Sırbistan, Yunanistan ve Fransa’da durum zor
Sınır Tanımayan Doktorlar Türkiye Vekili ve Sözcüsü Serap Öztürk de Balkanlardaki durumun Avrupa’dan farksız olduğunu söyledi. Serap Öztürk, "Türkiye’yi de etkisi altına alan bu soğuk hava dalgasıyla birlikte Yunanistan adalarında derme çatma çadırlarda kalan mülteciler inanılmaz bir yaşam mücadelesi veriyor. Sırbistan’da pek çok mülteci şehirlerde metruk binalarda kalıyor ya da kamp dışında derme çatma çadırlarda ikamet etmek zorunda kalıyorlar. Çünkü hem Yunanistan’da hem Sırbistan’da genel olarak da Balkanlar’da kamp kapasiteleri dolmuş durumda. Örneğin Sırbistan’da 8 bin 500 kişi olduğu düşünülüyor. Bunlardan 6 bine yakın kişiye yardım veriliyor. Fakat Sırbistan hükümeti burada göçmenlere yönelik yardımlara da kısıtlama getirdi son düzenlemelerle yalnızca yiyecek ve battaniye veriyor. Son iki haftada geçici sağlık hizmetlerimiz 10’a yakın hipodermi vakasına müdahale etmek durumunda kaldı. Bu da Paris gibi bir yerde mültecilerin ne kadar zor durumda olduklarını ortaya koyuyor. Bazı çadırlar fırtınadan tipiden zarar görmüş durumdalar" ifadelerini kaydetti.

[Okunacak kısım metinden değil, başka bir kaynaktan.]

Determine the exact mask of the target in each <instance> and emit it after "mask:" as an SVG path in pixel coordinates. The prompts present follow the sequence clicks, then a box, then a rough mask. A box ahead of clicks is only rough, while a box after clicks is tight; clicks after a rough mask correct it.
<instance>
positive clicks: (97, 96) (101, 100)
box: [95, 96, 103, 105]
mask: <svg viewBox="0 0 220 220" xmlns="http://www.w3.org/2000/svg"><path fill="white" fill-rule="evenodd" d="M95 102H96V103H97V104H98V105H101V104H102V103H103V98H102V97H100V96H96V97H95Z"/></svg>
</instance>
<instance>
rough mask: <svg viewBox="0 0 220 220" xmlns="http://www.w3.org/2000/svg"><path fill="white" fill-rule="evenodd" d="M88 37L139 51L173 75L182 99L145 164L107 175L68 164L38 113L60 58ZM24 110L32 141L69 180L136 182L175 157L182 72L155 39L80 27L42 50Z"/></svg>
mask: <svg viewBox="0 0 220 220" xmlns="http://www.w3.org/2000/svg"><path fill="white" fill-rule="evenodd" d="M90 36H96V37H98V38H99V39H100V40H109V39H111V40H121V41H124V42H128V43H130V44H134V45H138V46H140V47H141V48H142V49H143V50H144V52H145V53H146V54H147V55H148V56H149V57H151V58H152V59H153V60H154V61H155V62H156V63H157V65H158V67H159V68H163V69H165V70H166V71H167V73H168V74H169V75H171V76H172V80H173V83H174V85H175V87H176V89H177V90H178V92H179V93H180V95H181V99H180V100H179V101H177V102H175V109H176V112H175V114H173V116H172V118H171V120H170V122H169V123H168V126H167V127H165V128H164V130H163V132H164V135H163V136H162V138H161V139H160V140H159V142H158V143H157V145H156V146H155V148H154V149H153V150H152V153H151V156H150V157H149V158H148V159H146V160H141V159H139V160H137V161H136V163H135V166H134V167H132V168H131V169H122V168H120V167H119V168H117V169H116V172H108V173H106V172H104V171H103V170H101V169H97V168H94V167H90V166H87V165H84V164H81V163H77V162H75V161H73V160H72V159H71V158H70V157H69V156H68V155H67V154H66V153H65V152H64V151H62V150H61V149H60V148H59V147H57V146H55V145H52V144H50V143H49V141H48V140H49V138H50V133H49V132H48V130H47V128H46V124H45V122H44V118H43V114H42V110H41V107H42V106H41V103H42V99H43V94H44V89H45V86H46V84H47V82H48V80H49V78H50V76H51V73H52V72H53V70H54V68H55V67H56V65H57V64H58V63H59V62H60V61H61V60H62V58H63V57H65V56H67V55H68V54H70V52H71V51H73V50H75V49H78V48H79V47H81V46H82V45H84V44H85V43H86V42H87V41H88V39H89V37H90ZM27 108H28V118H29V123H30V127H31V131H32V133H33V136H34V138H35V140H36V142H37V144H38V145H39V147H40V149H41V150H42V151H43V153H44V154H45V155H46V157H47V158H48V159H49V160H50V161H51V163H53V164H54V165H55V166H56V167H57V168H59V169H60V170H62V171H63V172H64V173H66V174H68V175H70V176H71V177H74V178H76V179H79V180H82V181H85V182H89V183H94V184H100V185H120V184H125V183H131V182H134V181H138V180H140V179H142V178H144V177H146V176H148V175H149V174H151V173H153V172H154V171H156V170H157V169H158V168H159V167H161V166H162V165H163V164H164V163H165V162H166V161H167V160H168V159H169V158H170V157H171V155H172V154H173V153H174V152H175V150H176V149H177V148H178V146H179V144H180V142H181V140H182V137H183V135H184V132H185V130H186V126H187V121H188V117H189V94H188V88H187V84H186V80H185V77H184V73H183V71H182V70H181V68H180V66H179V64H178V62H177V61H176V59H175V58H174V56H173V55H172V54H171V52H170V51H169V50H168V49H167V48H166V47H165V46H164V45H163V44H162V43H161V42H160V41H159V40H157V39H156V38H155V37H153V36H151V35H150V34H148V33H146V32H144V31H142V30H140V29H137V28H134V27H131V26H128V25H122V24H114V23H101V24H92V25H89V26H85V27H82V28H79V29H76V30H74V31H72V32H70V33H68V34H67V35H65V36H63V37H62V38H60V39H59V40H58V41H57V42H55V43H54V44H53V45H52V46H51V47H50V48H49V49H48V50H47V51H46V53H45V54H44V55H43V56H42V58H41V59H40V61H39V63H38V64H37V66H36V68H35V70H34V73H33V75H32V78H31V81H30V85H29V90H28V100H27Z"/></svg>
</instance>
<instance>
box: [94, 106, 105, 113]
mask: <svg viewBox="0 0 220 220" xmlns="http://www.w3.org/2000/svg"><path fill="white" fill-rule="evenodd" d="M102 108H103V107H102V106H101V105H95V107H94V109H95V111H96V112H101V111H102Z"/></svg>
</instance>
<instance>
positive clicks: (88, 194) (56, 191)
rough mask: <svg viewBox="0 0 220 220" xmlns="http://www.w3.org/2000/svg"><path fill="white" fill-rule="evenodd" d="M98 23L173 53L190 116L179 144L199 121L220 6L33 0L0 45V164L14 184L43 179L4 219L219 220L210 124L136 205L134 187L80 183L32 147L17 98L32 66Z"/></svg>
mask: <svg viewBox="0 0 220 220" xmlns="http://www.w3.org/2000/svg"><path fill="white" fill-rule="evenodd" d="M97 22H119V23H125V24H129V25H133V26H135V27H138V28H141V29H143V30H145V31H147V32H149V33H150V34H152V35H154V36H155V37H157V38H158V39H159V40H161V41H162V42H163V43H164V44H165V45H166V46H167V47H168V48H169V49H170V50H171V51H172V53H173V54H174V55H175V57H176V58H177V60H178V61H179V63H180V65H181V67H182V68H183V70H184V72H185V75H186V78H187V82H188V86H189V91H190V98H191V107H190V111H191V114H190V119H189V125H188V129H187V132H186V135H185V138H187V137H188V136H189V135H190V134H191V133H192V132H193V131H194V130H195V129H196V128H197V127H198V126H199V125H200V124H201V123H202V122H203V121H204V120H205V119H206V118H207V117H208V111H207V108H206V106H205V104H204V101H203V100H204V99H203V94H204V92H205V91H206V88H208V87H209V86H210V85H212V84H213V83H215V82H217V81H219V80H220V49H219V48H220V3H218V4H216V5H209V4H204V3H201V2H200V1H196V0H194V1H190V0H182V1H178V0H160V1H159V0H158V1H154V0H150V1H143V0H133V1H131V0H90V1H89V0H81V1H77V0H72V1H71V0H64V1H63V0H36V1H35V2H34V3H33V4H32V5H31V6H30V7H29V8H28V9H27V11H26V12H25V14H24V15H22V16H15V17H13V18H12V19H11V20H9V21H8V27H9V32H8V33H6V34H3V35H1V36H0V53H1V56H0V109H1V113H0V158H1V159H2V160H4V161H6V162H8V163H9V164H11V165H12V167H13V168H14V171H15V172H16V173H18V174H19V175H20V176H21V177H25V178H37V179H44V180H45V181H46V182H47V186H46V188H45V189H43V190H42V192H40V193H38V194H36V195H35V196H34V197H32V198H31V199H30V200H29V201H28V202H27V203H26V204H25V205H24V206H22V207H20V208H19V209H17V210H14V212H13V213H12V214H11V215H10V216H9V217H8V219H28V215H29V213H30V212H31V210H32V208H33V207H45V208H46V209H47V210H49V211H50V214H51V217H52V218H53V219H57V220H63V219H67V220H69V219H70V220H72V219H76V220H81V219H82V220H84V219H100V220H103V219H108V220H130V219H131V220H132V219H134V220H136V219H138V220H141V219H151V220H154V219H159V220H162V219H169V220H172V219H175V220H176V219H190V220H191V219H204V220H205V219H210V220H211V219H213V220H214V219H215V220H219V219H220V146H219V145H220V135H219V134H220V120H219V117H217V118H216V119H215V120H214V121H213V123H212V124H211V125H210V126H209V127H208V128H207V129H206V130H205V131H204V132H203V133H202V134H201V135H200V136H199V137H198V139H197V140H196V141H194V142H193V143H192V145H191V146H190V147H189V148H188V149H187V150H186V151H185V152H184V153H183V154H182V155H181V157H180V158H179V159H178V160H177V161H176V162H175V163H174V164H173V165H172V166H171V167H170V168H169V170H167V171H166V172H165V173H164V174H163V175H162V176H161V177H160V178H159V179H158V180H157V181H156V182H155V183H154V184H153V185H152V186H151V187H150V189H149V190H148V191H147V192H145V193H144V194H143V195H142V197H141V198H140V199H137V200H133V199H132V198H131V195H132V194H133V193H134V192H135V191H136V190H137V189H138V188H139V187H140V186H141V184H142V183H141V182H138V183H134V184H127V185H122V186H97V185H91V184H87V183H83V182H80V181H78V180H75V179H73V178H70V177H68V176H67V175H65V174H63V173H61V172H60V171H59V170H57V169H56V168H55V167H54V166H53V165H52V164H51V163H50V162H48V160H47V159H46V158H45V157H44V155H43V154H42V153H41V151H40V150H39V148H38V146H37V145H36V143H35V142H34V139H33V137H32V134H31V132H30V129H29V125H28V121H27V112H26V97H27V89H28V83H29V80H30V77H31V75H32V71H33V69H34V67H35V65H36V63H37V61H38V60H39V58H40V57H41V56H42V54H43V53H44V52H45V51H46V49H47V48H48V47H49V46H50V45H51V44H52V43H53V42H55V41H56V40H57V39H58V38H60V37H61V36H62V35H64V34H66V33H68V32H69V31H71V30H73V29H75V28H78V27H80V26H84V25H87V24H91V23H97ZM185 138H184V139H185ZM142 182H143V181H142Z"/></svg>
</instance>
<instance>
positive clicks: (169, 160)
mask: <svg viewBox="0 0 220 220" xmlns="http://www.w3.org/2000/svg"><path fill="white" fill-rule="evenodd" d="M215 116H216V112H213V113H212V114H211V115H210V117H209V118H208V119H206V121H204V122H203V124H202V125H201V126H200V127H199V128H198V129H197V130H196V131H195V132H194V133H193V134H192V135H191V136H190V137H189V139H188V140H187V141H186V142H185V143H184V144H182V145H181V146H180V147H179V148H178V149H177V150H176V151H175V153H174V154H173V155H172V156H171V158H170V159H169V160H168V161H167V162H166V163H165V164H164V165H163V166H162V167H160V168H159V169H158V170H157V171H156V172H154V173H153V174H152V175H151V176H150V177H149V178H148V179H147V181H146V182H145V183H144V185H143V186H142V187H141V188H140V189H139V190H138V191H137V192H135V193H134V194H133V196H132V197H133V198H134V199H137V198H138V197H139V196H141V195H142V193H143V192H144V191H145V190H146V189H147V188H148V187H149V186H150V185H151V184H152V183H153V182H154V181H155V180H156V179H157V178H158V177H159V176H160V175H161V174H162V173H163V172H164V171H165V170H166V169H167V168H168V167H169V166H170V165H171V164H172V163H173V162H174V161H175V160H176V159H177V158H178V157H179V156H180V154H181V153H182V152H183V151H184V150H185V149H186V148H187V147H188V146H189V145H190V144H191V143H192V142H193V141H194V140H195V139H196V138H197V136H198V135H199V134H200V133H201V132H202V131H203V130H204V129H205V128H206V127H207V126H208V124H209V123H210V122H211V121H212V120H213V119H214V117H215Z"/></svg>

"Paris’te polis şiddeti artıyor"
Mültecilerin Avrupa’daki sefaletinin sona ermesi gerektiğini ve AB ülkelerinin insan haklarına saygılı biçimde mültecilere gerekli koşulları sağlaması gerektiğinin çağrısında bulunan Öztürk, "Özellikle sokaklarda mültecilere yönelik polis şiddetinin arttığı yönünde. Paris’te İnsani Yardım Merkezine başvurmak isteyenler uzun kuyruklara neden oluşturuyor çünkü bu merkezin de kapasitesi dolmuş durumda. Bazen sıra gelmesi için günlerce bekliyorlar. Bu bekleyiş sırasında polis memurlarının gecenin bir saati örneğin gelip mültecileri uyandırdıkları üzerlerinde battaniyeleri aldıkları ve telefonlarının vs. gasp edildiğine dair bazı raporlar alıyoruz arkadaşlarımızdan" diye konuştu.
Barışa ve saygıya çağrı yapmıştı ama...
Yaşanan acı tablo geçtiğimiz yıl 7 bin kişinin kaldığı Fransa’nın kuzeyindeki Calais'deki mülteci kampının binlerce polisin gözetiminde boşaltılmasını da hatırlattı. Kampta kalan 28 yaşındaki İranlı Bassam’ın insanlığa davetiye çıkaran sözleri şu şekildeydi: "Kimse bize yardım etmiyor. Durumumuzu hep gördüler. Burada saygıya ihtiyacımız var. Sesimi duyan kimse varsa lütfen polislerden ve Fransız hükümetinden saygı istiyoruz. Barışa ve saygıya ihtiyacımız var."